At this point I want to add the nvd-srv-31-vm-1 member back but with the appropriate new ipaddress 10.6.135.245.

sh-5.1# etcdctl member add nvd-srv-31-vm-1 --peer-urls="https://10.6.135.245:2380" Member a4b9266380f688f4 added to cluster f0be7a9595f9ce77 ETCD_NAME="nvd-srv-31-vm-1" ETCD_INITIAL_CLUSTER="nvd-srv-31-vm-2=https://10.6.135.243:2380,nvd-srv-31-vm-3=https://10.6.135.244:2380,nvd-srv-31-vm-1=https://10.6.135.245:2380" ETCD_INITIAL_ADVERTISE_PEER_URLS="https://10.6.135.245:2380" ETCD_INITIAL_CLUSTER_STATE="existing"

We can then use etcdctl again to list all the members out and confirm our node now is listed with the correct ipaddresss.
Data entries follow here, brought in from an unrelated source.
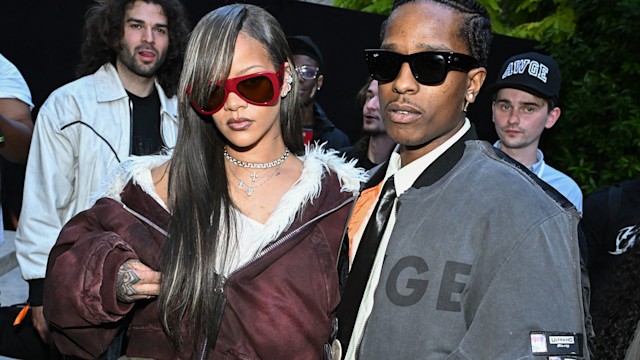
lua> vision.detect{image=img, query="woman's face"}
[212,33,290,148]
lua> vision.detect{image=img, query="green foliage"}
[333,0,393,15]
[335,0,640,195]
[545,0,640,194]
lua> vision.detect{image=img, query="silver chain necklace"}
[224,146,289,169]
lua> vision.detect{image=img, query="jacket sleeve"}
[450,214,589,359]
[16,102,75,305]
[44,202,137,358]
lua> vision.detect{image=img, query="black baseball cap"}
[287,35,323,69]
[487,52,560,103]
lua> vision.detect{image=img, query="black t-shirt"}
[127,86,164,155]
[582,178,640,353]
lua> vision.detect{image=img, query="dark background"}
[0,0,534,228]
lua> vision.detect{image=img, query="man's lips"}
[138,49,158,61]
[502,129,522,136]
[364,114,380,123]
[387,103,422,124]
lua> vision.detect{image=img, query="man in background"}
[488,52,582,213]
[287,35,350,149]
[343,79,396,170]
[0,54,33,239]
[16,0,188,341]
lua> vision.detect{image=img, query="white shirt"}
[345,119,471,359]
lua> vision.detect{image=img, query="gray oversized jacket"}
[352,131,588,360]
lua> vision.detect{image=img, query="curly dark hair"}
[76,0,189,96]
[380,0,493,66]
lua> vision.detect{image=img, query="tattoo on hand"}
[116,262,140,303]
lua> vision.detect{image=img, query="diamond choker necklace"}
[224,146,289,169]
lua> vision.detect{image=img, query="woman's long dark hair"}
[159,4,303,348]
[76,0,189,97]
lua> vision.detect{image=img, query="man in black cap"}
[287,35,350,149]
[488,52,582,213]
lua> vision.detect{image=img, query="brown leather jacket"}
[44,156,362,359]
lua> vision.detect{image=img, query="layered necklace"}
[223,146,289,196]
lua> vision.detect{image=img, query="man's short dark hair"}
[380,0,493,66]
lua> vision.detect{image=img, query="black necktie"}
[337,176,396,353]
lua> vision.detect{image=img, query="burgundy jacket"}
[44,164,354,359]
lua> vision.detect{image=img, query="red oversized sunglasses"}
[187,64,284,115]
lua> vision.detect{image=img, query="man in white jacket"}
[16,0,188,341]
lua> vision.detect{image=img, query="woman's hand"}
[116,260,160,303]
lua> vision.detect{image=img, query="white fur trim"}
[93,144,367,240]
[91,155,171,209]
[255,145,367,245]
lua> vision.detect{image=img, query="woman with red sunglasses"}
[45,4,364,359]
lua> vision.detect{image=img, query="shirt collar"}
[384,118,471,196]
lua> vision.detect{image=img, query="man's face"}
[492,88,560,149]
[293,54,324,106]
[118,1,169,77]
[379,2,484,156]
[362,80,385,135]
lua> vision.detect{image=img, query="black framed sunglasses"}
[364,49,478,85]
[296,65,320,80]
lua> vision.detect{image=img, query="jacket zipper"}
[345,197,398,360]
[195,196,355,360]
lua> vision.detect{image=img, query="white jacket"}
[16,63,178,280]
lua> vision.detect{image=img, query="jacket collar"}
[94,63,178,118]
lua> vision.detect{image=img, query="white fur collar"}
[94,146,367,239]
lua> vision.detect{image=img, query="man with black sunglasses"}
[335,0,589,359]
[287,35,350,149]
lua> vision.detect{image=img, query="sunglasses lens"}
[202,86,224,111]
[411,53,447,85]
[236,75,274,104]
[367,51,402,82]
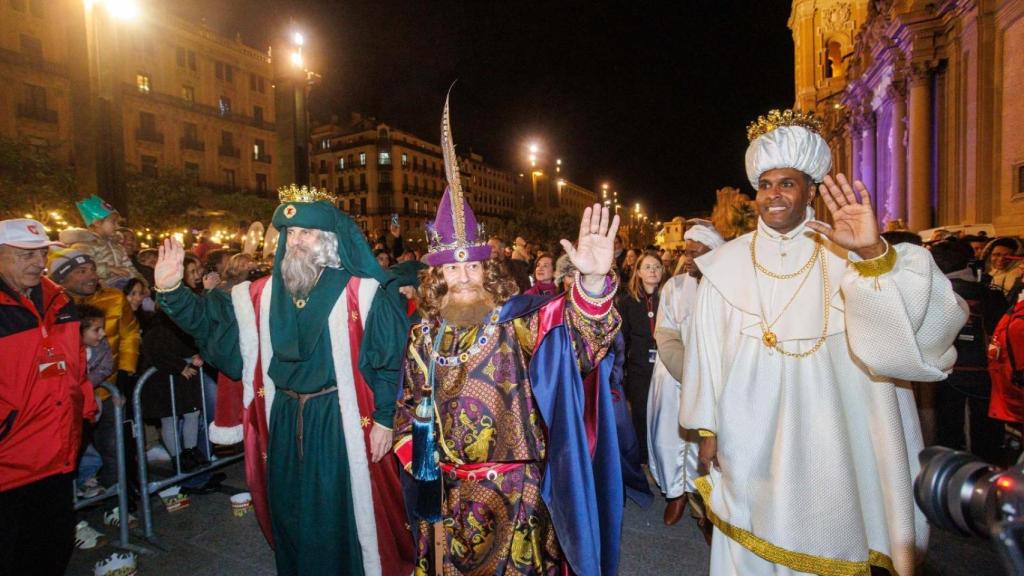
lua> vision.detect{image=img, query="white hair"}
[281,230,341,298]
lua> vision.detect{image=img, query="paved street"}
[68,464,1001,576]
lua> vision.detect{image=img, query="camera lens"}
[913,446,999,538]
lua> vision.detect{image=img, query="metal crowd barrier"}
[72,382,148,552]
[132,368,244,546]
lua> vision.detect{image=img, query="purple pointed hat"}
[427,92,490,266]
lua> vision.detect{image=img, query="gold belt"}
[278,385,338,462]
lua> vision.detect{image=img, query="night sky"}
[164,0,794,218]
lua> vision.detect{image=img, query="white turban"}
[683,224,725,250]
[746,126,831,190]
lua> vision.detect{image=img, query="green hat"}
[75,194,118,227]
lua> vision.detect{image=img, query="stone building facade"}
[790,0,1024,234]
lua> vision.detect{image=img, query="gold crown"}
[278,184,338,204]
[746,110,821,142]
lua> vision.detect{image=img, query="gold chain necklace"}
[751,231,831,358]
[292,268,324,310]
[751,230,820,280]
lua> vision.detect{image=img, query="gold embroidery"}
[694,476,899,576]
[851,246,896,278]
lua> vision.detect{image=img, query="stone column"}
[907,66,932,231]
[889,82,907,221]
[846,115,864,180]
[860,111,881,204]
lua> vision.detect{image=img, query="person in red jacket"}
[0,218,96,575]
[988,296,1024,424]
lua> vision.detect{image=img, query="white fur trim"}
[231,282,259,408]
[207,423,242,446]
[259,280,278,422]
[359,278,381,328]
[328,279,382,576]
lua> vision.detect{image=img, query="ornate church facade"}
[790,0,1024,235]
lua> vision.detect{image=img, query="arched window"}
[824,40,846,78]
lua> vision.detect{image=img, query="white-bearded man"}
[155,186,413,576]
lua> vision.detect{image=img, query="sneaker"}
[75,520,103,550]
[78,478,103,500]
[103,506,138,528]
[92,552,138,576]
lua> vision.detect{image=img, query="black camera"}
[913,446,1024,574]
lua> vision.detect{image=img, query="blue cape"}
[500,296,625,576]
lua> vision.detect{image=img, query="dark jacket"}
[615,291,658,389]
[142,311,203,418]
[0,278,96,492]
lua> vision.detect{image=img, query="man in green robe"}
[155,186,414,576]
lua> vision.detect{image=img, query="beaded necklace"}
[420,305,502,366]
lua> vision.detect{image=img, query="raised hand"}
[561,204,618,290]
[807,174,886,259]
[153,238,185,290]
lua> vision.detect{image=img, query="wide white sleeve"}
[679,274,725,431]
[654,280,683,381]
[843,244,968,382]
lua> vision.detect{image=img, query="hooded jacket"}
[0,278,96,492]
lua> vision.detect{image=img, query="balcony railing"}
[17,104,57,124]
[181,138,206,152]
[122,84,275,131]
[135,128,164,143]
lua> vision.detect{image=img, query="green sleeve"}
[359,282,409,427]
[157,286,242,380]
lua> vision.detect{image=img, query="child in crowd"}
[75,304,114,549]
[60,195,141,288]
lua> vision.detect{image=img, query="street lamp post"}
[83,0,139,211]
[273,26,317,186]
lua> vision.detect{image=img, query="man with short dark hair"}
[0,218,96,576]
[932,240,1008,462]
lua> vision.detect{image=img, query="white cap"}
[746,126,831,190]
[0,218,63,250]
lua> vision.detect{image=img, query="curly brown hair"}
[418,260,519,321]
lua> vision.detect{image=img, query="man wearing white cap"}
[647,220,725,526]
[0,218,96,575]
[680,111,967,576]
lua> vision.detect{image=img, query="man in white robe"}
[680,112,967,576]
[647,220,725,526]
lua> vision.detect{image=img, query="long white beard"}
[281,248,323,298]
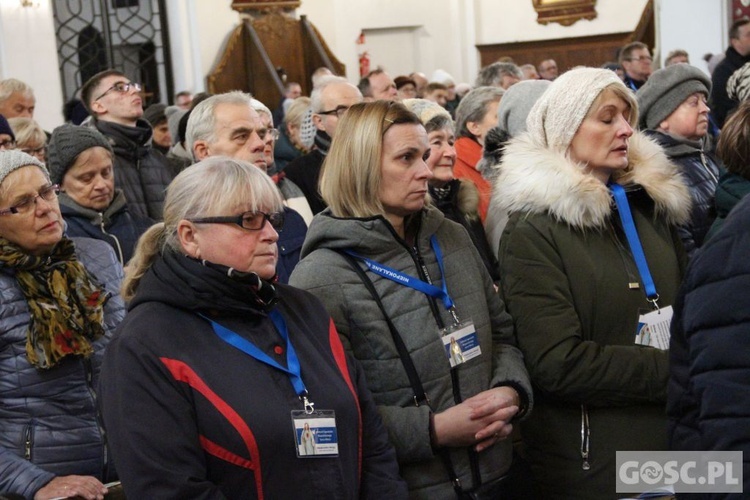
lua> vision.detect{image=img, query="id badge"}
[292,410,339,458]
[635,306,674,351]
[440,320,482,368]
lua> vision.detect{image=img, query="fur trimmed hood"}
[490,132,690,229]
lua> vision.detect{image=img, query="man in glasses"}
[284,76,362,214]
[81,70,172,220]
[620,42,654,92]
[185,91,307,283]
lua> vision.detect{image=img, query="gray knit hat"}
[636,64,711,130]
[0,149,49,188]
[524,68,638,153]
[727,63,750,102]
[401,99,453,125]
[47,123,114,184]
[497,80,552,137]
[164,106,187,146]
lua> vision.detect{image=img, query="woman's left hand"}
[464,386,521,451]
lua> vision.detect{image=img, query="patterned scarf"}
[0,237,110,369]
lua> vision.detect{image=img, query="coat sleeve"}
[500,220,669,406]
[348,355,408,500]
[99,330,229,500]
[0,447,55,498]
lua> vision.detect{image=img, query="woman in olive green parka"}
[490,68,689,499]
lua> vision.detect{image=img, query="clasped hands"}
[433,386,520,451]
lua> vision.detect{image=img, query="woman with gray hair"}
[493,68,690,499]
[455,87,505,223]
[99,156,406,499]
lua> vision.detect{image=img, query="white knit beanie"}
[524,68,638,153]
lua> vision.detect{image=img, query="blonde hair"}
[320,101,422,217]
[8,117,47,149]
[122,156,283,301]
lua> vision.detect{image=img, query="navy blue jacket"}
[276,207,307,284]
[667,197,750,498]
[0,238,125,498]
[646,130,722,257]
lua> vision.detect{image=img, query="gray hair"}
[0,78,34,102]
[8,117,47,149]
[475,63,523,87]
[456,87,505,139]
[122,156,284,300]
[185,90,254,158]
[310,75,349,113]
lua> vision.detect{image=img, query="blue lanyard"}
[609,183,659,309]
[346,234,453,311]
[201,309,314,413]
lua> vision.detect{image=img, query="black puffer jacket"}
[94,120,172,220]
[667,197,750,498]
[646,130,722,256]
[0,238,125,498]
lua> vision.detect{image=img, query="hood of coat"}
[490,133,690,229]
[301,205,445,262]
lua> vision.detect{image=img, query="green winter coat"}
[490,134,690,499]
[289,207,532,500]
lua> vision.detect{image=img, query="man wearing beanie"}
[636,64,720,255]
[48,124,153,266]
[81,70,173,220]
[0,115,16,151]
[143,102,172,155]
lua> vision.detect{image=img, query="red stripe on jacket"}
[159,358,266,500]
[328,319,362,483]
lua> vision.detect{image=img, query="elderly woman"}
[493,68,690,499]
[0,151,124,499]
[100,157,406,499]
[274,96,311,172]
[49,124,154,266]
[455,87,505,222]
[8,118,47,163]
[403,99,500,283]
[290,101,532,499]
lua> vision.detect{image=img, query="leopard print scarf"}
[0,237,110,369]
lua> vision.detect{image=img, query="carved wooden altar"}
[207,0,346,109]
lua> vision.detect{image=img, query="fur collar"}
[491,132,690,229]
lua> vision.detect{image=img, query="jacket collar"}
[492,132,690,229]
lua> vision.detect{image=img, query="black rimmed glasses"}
[0,184,60,215]
[317,105,350,118]
[188,212,285,231]
[94,82,141,101]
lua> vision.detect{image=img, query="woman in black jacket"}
[100,157,406,499]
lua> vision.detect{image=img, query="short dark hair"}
[619,42,649,64]
[729,17,750,40]
[81,69,127,116]
[716,101,750,180]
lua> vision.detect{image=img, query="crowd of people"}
[0,19,750,500]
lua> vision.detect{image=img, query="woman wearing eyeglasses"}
[100,157,406,499]
[0,151,124,499]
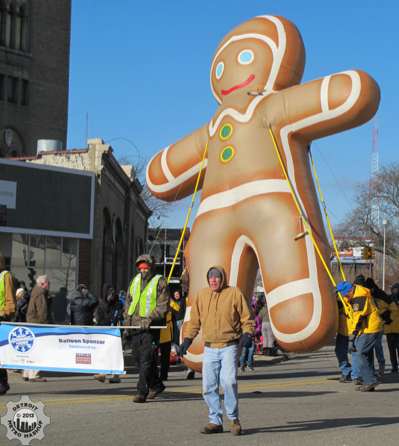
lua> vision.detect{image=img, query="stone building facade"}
[29,139,151,295]
[0,139,151,322]
[0,0,71,157]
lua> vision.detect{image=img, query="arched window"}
[114,218,125,290]
[0,0,6,45]
[8,4,17,49]
[17,5,29,51]
[4,5,12,47]
[102,208,113,284]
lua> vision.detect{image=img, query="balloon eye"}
[237,50,255,65]
[215,62,224,80]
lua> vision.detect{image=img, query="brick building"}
[0,139,151,322]
[0,0,71,157]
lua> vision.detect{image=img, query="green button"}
[220,146,236,163]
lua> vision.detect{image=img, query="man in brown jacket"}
[0,254,15,395]
[22,276,50,382]
[125,254,169,403]
[180,266,254,435]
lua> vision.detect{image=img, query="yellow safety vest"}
[128,274,162,317]
[0,271,8,310]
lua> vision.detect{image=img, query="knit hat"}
[336,281,353,296]
[208,268,223,280]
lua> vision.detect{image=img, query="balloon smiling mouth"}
[222,74,255,96]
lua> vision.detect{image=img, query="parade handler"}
[180,266,254,435]
[0,254,16,395]
[125,254,169,403]
[337,282,383,392]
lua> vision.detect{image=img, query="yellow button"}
[219,123,233,141]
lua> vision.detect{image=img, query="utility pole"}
[369,124,380,227]
[163,228,166,277]
[382,219,388,291]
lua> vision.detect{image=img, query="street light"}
[382,219,388,291]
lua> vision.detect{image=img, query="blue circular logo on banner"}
[8,327,35,353]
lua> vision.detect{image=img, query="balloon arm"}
[147,121,208,201]
[263,70,380,142]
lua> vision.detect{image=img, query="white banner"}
[0,322,125,375]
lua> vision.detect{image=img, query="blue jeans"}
[240,341,255,369]
[374,331,385,367]
[335,333,356,378]
[352,333,379,385]
[202,345,238,425]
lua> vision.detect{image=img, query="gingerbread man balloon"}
[147,16,379,370]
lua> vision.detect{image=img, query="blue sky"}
[68,0,399,227]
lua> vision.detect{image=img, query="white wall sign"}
[0,180,17,209]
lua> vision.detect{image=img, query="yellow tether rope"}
[309,150,346,280]
[269,126,352,314]
[168,143,208,283]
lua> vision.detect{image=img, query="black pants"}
[132,330,162,396]
[387,333,399,371]
[0,369,8,384]
[159,342,172,381]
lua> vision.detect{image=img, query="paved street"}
[0,347,399,446]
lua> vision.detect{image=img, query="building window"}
[0,0,28,51]
[0,74,5,101]
[7,76,18,104]
[21,79,29,105]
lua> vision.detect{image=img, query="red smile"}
[222,74,255,96]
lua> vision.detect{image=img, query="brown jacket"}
[186,266,254,348]
[124,274,169,325]
[26,285,49,324]
[0,272,16,319]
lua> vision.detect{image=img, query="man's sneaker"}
[93,373,106,383]
[108,376,121,384]
[230,418,241,435]
[0,383,10,395]
[147,384,166,400]
[133,393,146,403]
[356,383,378,392]
[201,423,223,434]
[339,375,352,383]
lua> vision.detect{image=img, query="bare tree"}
[339,164,399,261]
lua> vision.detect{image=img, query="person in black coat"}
[67,284,98,325]
[94,283,123,384]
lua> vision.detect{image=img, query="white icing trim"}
[229,235,259,286]
[320,76,331,113]
[161,146,175,182]
[267,278,313,310]
[196,180,290,218]
[272,71,361,343]
[146,155,208,193]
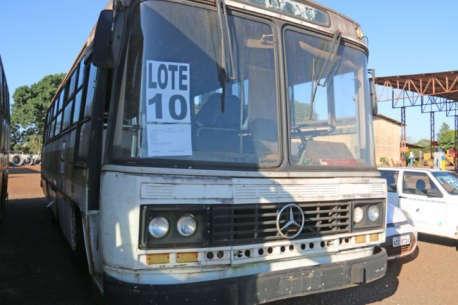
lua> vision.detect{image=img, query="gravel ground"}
[0,167,458,305]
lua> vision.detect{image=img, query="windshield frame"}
[106,0,286,171]
[281,23,377,172]
[104,0,378,171]
[431,171,458,196]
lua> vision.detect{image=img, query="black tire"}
[74,207,89,273]
[0,177,8,223]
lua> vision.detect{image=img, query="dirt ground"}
[0,167,458,305]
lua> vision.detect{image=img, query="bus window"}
[54,111,63,136]
[67,69,78,97]
[113,2,280,167]
[62,99,73,130]
[84,64,97,118]
[77,60,86,90]
[73,89,83,123]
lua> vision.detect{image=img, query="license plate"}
[393,235,410,248]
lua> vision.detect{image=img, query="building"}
[374,114,402,166]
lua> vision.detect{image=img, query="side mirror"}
[368,69,378,116]
[426,190,442,198]
[92,10,114,68]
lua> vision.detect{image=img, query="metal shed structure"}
[374,71,458,166]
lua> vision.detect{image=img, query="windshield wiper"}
[309,32,342,120]
[216,0,236,112]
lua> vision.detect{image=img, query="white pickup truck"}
[380,168,458,243]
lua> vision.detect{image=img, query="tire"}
[74,207,89,274]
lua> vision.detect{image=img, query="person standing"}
[408,151,415,167]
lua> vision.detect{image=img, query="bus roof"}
[53,0,367,100]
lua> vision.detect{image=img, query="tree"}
[11,74,65,153]
[438,130,455,150]
[439,123,450,138]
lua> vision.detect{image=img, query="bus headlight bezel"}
[177,214,198,237]
[351,200,386,231]
[138,204,209,250]
[148,216,170,239]
[367,205,381,223]
[353,207,365,224]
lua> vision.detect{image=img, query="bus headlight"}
[177,215,197,237]
[148,217,170,238]
[352,199,386,230]
[353,207,364,224]
[367,205,380,222]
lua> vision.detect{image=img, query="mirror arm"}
[368,69,378,116]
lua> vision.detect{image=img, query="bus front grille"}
[208,201,351,245]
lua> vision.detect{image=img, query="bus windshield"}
[284,29,374,168]
[112,1,280,167]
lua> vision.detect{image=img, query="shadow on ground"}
[418,234,458,251]
[0,198,101,305]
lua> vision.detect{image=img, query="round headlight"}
[148,217,170,238]
[367,205,380,222]
[177,215,197,237]
[353,207,364,223]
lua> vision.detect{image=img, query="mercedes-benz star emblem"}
[277,203,305,239]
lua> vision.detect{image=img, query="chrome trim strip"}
[102,164,380,178]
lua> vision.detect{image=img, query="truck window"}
[403,172,440,196]
[380,171,399,193]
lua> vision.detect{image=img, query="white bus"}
[42,0,387,304]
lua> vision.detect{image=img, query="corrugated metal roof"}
[375,71,458,101]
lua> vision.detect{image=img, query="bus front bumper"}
[104,248,387,305]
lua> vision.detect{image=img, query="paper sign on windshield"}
[146,60,192,157]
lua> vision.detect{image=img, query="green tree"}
[438,130,455,150]
[11,74,65,153]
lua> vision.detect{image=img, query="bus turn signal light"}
[355,235,366,244]
[177,252,198,264]
[146,253,170,265]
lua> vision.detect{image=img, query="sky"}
[0,0,458,142]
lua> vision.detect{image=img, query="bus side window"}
[84,64,97,118]
[77,64,97,161]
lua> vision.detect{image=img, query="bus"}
[42,0,387,305]
[0,57,10,222]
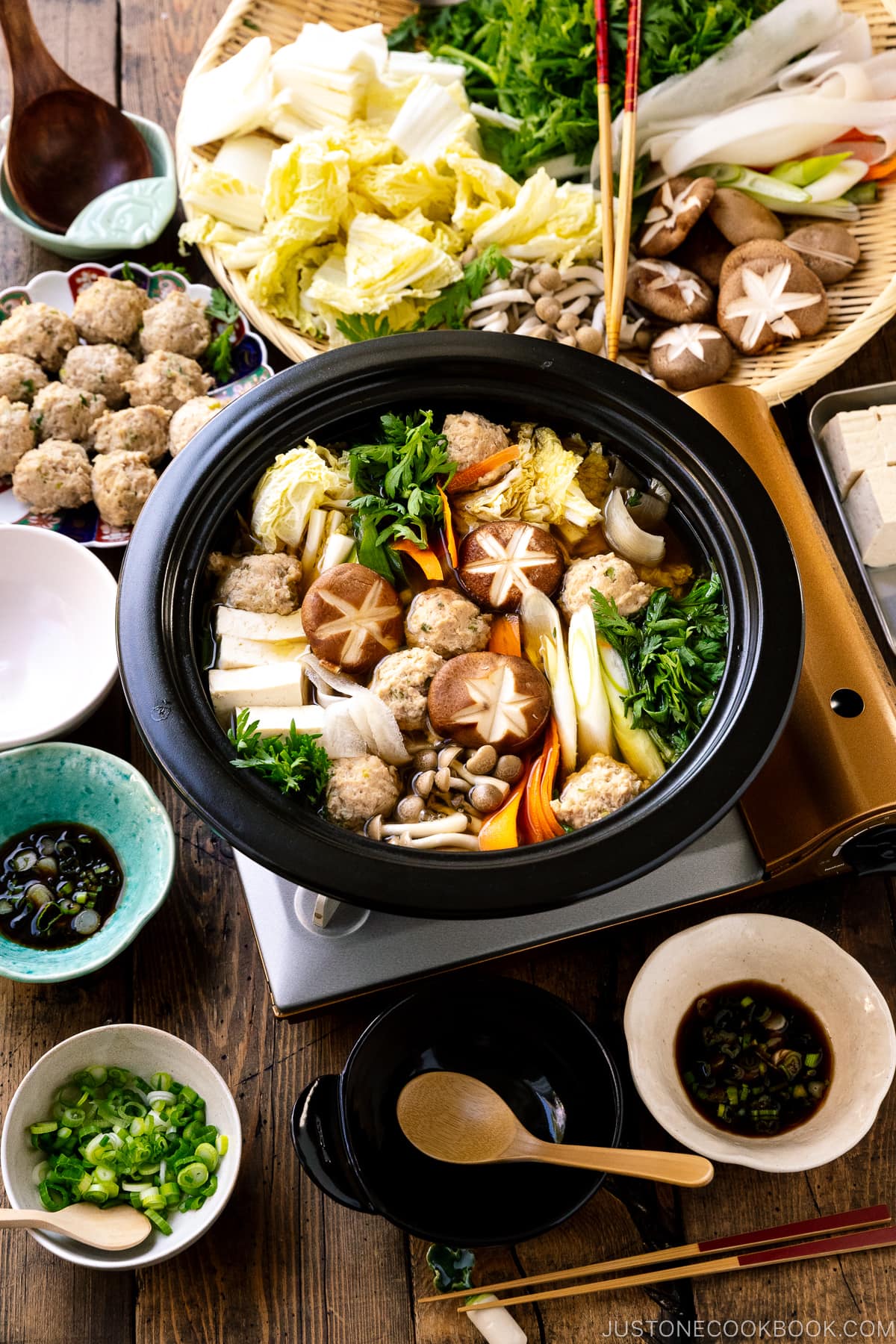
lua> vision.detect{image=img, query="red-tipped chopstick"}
[418,1204,891,1302]
[594,0,614,305]
[606,0,641,359]
[458,1227,896,1312]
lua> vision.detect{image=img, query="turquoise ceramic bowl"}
[0,742,175,984]
[0,111,177,261]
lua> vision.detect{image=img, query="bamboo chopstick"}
[606,0,641,359]
[418,1204,891,1302]
[594,0,614,304]
[467,1227,896,1312]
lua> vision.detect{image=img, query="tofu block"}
[215,606,305,642]
[845,467,896,567]
[821,407,886,500]
[874,402,896,467]
[237,704,324,738]
[208,664,305,714]
[217,635,308,671]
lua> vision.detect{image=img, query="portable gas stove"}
[237,386,896,1016]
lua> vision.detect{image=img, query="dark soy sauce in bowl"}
[676,980,834,1137]
[0,821,124,949]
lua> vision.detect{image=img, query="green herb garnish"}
[227,709,332,803]
[336,313,395,341]
[203,287,239,387]
[390,0,780,178]
[346,411,457,583]
[591,567,728,761]
[426,1246,476,1293]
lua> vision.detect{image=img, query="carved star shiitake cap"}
[302,563,405,673]
[429,653,551,753]
[458,521,563,612]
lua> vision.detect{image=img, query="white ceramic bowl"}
[0,524,118,750]
[625,914,896,1172]
[0,1023,242,1269]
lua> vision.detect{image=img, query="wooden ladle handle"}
[0,1215,59,1233]
[0,0,81,111]
[518,1142,715,1186]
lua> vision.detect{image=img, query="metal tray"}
[809,383,896,653]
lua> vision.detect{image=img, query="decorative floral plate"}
[0,262,274,548]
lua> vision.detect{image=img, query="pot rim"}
[118,332,803,918]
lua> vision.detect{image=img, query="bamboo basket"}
[175,0,896,403]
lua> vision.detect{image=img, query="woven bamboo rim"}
[175,0,896,403]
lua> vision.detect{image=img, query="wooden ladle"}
[398,1071,713,1186]
[0,0,153,234]
[0,1204,152,1251]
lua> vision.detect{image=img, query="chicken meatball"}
[442,411,511,487]
[326,756,400,830]
[71,276,150,346]
[12,438,90,514]
[124,349,214,411]
[208,551,302,615]
[90,452,156,527]
[59,346,137,410]
[93,406,170,462]
[559,551,653,621]
[0,355,47,405]
[140,289,211,359]
[405,588,491,659]
[168,396,224,457]
[0,304,78,373]
[0,396,34,476]
[31,383,106,444]
[371,649,445,732]
[551,751,644,830]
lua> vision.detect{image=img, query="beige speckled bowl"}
[625,914,896,1172]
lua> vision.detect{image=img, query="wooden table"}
[0,0,896,1344]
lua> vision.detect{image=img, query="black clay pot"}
[118,332,803,918]
[291,980,622,1246]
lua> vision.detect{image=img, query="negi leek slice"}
[520,588,578,774]
[598,638,666,783]
[568,606,615,765]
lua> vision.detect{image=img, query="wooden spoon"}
[398,1071,713,1186]
[0,0,153,234]
[0,1204,152,1251]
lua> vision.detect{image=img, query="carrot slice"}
[446,444,520,494]
[489,615,523,659]
[435,482,457,568]
[479,770,526,850]
[523,715,564,844]
[390,538,445,582]
[862,155,896,181]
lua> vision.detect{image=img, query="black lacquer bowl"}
[291,978,622,1246]
[118,332,803,918]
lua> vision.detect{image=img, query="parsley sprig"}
[203,287,239,387]
[591,567,728,761]
[336,243,513,341]
[227,709,332,805]
[348,411,457,583]
[390,0,780,178]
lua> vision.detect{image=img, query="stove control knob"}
[837,825,896,877]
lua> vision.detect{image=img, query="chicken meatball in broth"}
[405,588,491,659]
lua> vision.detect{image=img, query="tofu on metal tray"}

sh-5.1# etcdctl member list -w table +------------------+---------+-----------------+---------------------------+---------------------------+------------+ | ID | STATUS | NAME | PEER ADDRS | CLIENT ADDRS | IS LEARNER | +------------------+---------+-----------------+---------------------------+---------------------------+------------+ | aad12dcf43e0b21 | started | nvd-srv-31-vm-2 | https://10.6.135.243:2380 | https://10.6.135.243:2379 | false | | 3da9efb85d7b0420 | started | nvd-srv-31-vm-3 | https://10.6.135.244:2380 | https://10.6.135.244:2379 | false | | a4b9266380f688f4 | started | nvd-srv-31-vm-1 | https://10.6.135.245:2380 | https://10.6.135.245:2379 | false | +------------------+---------+-----------------+---------------------------+---------------------------+------------+

Finally we can remove the override unspupported patch.

$ oc patch etcd/cluster --type=merge -p '{"spec": {"unsupportedConfigOverrides": null }}' etcd.operator.openshift.io/cluster patched

And lastly we can verify the etcd containers are running on the node properly.

$ oc get pods |grep nvd-srv-31-vm-1 |grep etcd etcd-guard-nvd-srv-31-vm-1 1/1 Running 0 85m etcd-nvd-srv-31-vm-1 4/4 Running 0 56m

Hopefully this provide a good level of detail when needing to change the ipaddress on an OpenShift controller. Keep in mind this process shouldn't be used without engaging support from Red Hat.